Hay una discusión de fondo que no se puede eludir: por qué quiebran los ingenios. La respuesta rara vez es una sola. Influyen la volatilidad del precio del azúcar, el rezago tecnológico, las deudas, la mala administración, la captura privada de rentas, la falta de inversión y, en ciertos segmentos, la sustitución parcial del azúcar por endulzantes industriales como el jarabe de maíz de alta fructosa.
Pero aun si todas esas presiones existieran —y existen—, ninguna justifica que la quiebra se complete con rapiña.
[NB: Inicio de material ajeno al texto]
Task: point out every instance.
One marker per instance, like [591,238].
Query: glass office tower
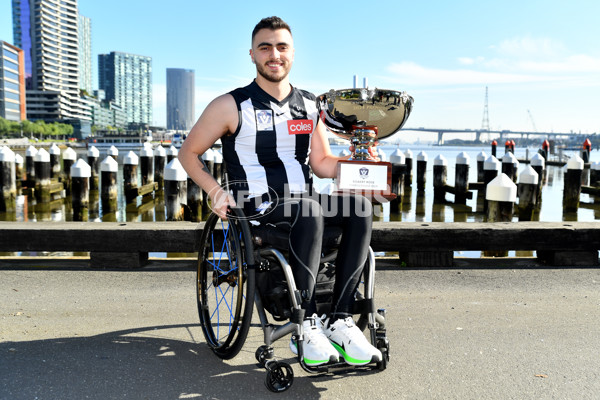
[180,99]
[85,54]
[127,80]
[12,82]
[47,31]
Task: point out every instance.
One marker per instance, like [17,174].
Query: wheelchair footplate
[280,375]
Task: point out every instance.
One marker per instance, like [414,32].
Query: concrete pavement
[75,333]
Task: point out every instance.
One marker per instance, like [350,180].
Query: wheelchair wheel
[225,286]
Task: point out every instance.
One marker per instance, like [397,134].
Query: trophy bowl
[354,113]
[364,116]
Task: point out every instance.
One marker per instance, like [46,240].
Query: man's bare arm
[219,118]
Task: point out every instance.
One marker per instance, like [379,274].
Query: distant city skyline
[539,59]
[180,98]
[127,80]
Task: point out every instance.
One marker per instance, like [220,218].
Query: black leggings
[307,217]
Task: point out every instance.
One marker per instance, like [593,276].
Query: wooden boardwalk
[417,243]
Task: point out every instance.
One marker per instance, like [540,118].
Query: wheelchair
[240,266]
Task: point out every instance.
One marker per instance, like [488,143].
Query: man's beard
[262,71]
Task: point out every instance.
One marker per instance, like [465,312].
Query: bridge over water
[501,135]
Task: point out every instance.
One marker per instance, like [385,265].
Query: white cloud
[517,60]
[420,75]
[528,46]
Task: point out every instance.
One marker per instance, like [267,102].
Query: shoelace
[352,333]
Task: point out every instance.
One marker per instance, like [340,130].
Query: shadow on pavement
[134,364]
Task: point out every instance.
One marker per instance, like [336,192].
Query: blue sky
[541,56]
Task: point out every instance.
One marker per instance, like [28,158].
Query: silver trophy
[364,116]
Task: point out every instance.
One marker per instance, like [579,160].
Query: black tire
[225,286]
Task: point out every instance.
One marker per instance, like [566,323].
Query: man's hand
[221,201]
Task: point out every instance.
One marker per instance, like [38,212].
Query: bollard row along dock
[416,244]
[152,176]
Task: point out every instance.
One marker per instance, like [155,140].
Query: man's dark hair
[272,23]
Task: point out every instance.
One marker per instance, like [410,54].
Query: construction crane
[531,119]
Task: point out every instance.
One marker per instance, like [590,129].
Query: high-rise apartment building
[180,98]
[127,80]
[85,54]
[12,82]
[47,31]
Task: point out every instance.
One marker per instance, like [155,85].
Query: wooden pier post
[397,159]
[30,164]
[491,169]
[421,171]
[208,159]
[408,162]
[69,157]
[595,174]
[130,176]
[160,155]
[494,146]
[147,164]
[545,149]
[193,211]
[510,165]
[43,173]
[80,173]
[572,185]
[481,157]
[113,152]
[54,152]
[538,163]
[8,180]
[19,172]
[108,184]
[440,173]
[501,194]
[527,191]
[172,153]
[587,148]
[175,190]
[218,166]
[94,163]
[461,178]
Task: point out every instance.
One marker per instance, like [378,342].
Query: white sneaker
[350,342]
[317,348]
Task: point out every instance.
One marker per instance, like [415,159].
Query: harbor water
[420,207]
[416,207]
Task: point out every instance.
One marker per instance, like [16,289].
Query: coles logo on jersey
[300,126]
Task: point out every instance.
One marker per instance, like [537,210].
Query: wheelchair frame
[227,265]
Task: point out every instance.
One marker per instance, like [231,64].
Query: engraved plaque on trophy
[364,116]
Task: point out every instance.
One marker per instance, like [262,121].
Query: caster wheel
[280,376]
[383,345]
[262,354]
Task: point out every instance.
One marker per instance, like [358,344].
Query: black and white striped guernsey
[269,150]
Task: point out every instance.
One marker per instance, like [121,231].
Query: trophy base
[374,197]
[371,179]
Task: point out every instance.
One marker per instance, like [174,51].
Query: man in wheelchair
[273,140]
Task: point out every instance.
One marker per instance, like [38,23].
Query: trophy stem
[362,139]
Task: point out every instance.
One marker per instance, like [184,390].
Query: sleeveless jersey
[269,150]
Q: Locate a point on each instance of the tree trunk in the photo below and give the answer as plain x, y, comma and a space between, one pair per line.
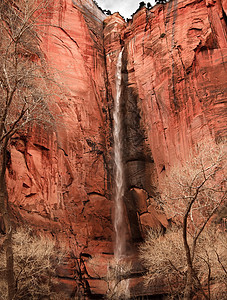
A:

La quiebra puede ser un estado jurídico; el saqueo es un delito. Y la diferencia la marca el gobierno con presencia real, no con discursos.
Por eso, la respuesta no debe limitarse a “que la fiscalía informe”. La fiscalía debe actuar. Y el gobierno estatal debe asumir el control de daño: resguardo, inventario pericial completo, cadena de custodia de maquinaria y materiales, y auditoría sobre el estado real del patrimonio desde el momento en que el ingenio se detuvo.
Si hubo abandono doloso, extracción previa o administración fraudulenta, la sociedad tiene derecho a saberlo y a ver consecuencias. La impunidad industrial es una forma de violencia económica.
¿Es solución convertir El Carmen en paraestatal? Puede serlo, pero solo bajo condiciones estrictas. No como gesto ideológico ni como rescate ciego, sino como intervención de emergencia para evitar el desmantelamiento, preservar empleos y reconstruir viabilidad productiva.
Paraestatizar, en este caso, tendría sentido como figura temporal y condicionada: Estado que resguarda, reorganiza y reestructura, con auditoría pública, metas verificables, participación de trabajadores-acreedores en la gobernanza y un plan claro de operación o reconversión.
Un ingenio no se salva con retórica; se salva con mantenimiento, eficiencia, abasto de caña garantizado, pagos puntuales a productores, disciplina financiera y diversificación productiva (energía con bagazo, subproductos, integración regional). Sin eso, cualquier figura —privada o pública— fracasa.
Pero hoy no estamos en la fase de “modelo ideal”. Estamos en la fase de impedir un crimen a la vista. Primero, custodia. Primero, asegurar el patrimonio. Primero, que el Estado esté donde debe estar: protegiendo lo común frente al saqueo.
Después, sí: mesa de rescate con trabajadores, productores y gobierno; evaluación técnica real; y decisión política valiente sobre el instrumento adecuado, sea paraestatal, mixto o cooperativo. Lo inaceptable es que la quiebra sea el prólogo del despojo y el epitafio del trabajo.
Veracruz no puede normalizar que los activos productivos se pierdan dos veces: primero por mala administración y luego por rapiña. Si el ingenio cae, que no caiga también el Estado.